Abeona Therapeutics Inc. has announced the resubmission of its Biologics License Application (BLA) to the U.S. Food and Drug Administration (FDA) for prademagene zamikeracel (pz-cel), an investigational autologous cell-based gene therapy intended for the treatment of recessive dystrophic epidermolysis bullosa (RDEB). This action follows a Type A meeting with the FDA in August 2024, where Abeona aligned with the agency on the content of the resubmission.
The resubmitted BLA aims to address all Chemistry, Manufacturing, and Controls (CMC) requirements outlined in the Complete Response Letter (CRL) received in April 2024. According to Abeona, the CRL did not identify any deficiencies related to the clinical efficacy or safety data, and the FDA did not request any new clinical trials or data to support the approval of pz-cel. The application is supported by data from the pivotal Phase 3 VIITAL™ study (NCT04227106) and a Phase 1/2a study (NCT01263379).

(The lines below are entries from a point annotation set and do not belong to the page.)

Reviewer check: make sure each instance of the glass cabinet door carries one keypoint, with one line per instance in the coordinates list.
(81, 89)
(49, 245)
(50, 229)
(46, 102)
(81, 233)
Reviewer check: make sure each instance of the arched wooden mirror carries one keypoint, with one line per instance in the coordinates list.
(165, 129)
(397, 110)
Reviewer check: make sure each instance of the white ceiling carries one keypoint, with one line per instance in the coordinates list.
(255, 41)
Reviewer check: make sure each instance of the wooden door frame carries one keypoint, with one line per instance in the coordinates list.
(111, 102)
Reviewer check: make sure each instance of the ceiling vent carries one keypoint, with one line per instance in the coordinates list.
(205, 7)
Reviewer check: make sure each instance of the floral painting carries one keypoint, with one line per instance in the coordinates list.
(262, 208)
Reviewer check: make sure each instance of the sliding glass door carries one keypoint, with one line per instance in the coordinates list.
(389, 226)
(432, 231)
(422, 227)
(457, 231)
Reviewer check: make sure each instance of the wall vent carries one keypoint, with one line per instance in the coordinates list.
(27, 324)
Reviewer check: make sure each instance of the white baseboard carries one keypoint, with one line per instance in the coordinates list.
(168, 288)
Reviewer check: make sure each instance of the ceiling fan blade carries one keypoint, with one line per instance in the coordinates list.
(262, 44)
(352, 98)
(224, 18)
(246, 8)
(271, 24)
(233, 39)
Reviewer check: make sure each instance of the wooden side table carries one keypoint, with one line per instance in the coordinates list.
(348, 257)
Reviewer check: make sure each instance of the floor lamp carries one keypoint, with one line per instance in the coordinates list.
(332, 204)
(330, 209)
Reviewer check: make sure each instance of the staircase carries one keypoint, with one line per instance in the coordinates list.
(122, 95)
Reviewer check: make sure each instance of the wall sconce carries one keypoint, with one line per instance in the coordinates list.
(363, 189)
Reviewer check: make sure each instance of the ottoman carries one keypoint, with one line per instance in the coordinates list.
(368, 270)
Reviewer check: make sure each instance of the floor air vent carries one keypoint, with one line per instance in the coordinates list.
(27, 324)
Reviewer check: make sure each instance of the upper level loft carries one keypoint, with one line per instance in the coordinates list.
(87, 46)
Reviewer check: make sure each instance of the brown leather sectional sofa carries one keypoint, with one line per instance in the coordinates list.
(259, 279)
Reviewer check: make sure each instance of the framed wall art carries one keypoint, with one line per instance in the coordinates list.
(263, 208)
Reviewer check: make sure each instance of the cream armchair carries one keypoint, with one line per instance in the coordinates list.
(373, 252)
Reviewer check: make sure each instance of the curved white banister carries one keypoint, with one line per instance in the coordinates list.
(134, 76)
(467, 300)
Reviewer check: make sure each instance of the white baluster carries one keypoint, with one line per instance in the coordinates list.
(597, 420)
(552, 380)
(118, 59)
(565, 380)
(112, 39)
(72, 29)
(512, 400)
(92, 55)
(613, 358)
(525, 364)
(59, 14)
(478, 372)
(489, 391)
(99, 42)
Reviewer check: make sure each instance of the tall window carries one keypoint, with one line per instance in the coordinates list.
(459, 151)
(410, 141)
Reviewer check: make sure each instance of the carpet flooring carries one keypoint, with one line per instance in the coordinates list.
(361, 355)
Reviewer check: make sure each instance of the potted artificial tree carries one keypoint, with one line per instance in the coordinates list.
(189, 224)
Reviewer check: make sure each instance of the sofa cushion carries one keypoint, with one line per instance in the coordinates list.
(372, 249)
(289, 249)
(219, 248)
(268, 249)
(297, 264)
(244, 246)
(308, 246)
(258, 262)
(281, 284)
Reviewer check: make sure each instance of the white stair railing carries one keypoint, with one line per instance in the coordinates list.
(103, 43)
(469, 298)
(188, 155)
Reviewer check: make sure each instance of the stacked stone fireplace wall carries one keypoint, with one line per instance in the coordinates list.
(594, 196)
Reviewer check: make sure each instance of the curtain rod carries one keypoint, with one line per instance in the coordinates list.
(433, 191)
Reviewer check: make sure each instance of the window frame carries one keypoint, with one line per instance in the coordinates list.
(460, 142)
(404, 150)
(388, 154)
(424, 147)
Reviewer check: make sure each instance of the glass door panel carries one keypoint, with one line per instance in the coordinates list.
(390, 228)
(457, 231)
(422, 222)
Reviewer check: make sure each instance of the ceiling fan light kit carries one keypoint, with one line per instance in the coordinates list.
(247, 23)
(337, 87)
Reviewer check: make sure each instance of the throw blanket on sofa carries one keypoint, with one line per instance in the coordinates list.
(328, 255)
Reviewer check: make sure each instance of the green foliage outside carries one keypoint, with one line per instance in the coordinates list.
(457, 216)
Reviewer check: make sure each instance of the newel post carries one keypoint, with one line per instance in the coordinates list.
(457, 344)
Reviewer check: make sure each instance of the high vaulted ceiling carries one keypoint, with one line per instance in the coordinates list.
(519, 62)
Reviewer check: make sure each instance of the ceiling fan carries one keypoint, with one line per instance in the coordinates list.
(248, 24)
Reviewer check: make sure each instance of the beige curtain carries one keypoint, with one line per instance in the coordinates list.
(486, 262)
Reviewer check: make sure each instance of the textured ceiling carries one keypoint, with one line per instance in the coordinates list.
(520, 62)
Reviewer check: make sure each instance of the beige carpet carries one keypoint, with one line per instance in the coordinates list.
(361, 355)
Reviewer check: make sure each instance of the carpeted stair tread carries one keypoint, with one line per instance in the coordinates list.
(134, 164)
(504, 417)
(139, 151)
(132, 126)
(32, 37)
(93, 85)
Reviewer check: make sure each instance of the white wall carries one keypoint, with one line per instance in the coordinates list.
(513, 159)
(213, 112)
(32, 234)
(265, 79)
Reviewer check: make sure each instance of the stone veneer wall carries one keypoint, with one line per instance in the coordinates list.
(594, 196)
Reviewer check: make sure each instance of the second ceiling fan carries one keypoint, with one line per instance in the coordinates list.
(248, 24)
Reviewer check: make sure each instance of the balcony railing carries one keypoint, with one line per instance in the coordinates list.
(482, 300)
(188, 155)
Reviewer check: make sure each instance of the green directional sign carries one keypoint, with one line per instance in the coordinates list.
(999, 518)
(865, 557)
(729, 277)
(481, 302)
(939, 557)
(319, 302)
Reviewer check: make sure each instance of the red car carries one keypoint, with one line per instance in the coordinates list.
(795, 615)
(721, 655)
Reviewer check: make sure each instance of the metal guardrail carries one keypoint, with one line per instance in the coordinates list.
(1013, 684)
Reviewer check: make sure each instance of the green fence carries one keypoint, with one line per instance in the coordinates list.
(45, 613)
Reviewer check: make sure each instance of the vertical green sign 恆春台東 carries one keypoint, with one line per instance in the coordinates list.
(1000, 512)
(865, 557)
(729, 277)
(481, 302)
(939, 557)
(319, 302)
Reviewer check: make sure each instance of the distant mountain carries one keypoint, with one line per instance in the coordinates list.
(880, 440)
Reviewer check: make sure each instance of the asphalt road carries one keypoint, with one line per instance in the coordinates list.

Addressing Manufacturing Requirements
The primary focus of the resubmission is to provide additional information to satisfy the CMC requirements specified by the FDA. This includes addressing observations from the completed Pre-License Inspection of Abeona's manufacturing facility. Vish Seshadri, Chief Executive Officer of Abeona, expressed confidence that the resubmission package adequately addresses these items.
Pz-cel: Gene Therapy for RDEB
Prademagene zamikeracel (pz-cel) is an autologous, COL7A1 gene therapy being developed for RDEB, a rare genetic skin disease caused by mutations in both copies of the COL7A1 gene. This genetic defect prevents cells from producing functional collagen VII protein, which is essential for forming anchoring fibrils that connect the epidermis to the dermis. The absence of these fibrils leads to fragile skin prone to blistering, chronic wounds, and an increased risk of infection and squamous cell carcinoma.
Pz-cel involves genetically correcting a patient's own skin cells with a functional COL7A1 gene, enabling them to produce collagen VII. These corrected cells are then expanded into keratinocyte sheets, which are surgically applied to cover wound areas in a single procedure. The FDA has granted pz-cel Regenerative Medicine Advanced Therapy, Breakthrough Therapy, Orphan Drug, and Rare Pediatric Disease designations.
Regulatory Timeline
Upon acceptance of the BLA resubmission, the FDA is expected to establish a new Prescription Drug User Fee Act (PDUFA) target action date for pz-cel. The review period for a resubmitted BLA is either two or six months from the resubmission date, depending on the FDA's classification of the resubmission as Class 1 or Class 2, respectively. The FDA typically decides whether to accept a BLA resubmission within 14 calendar days.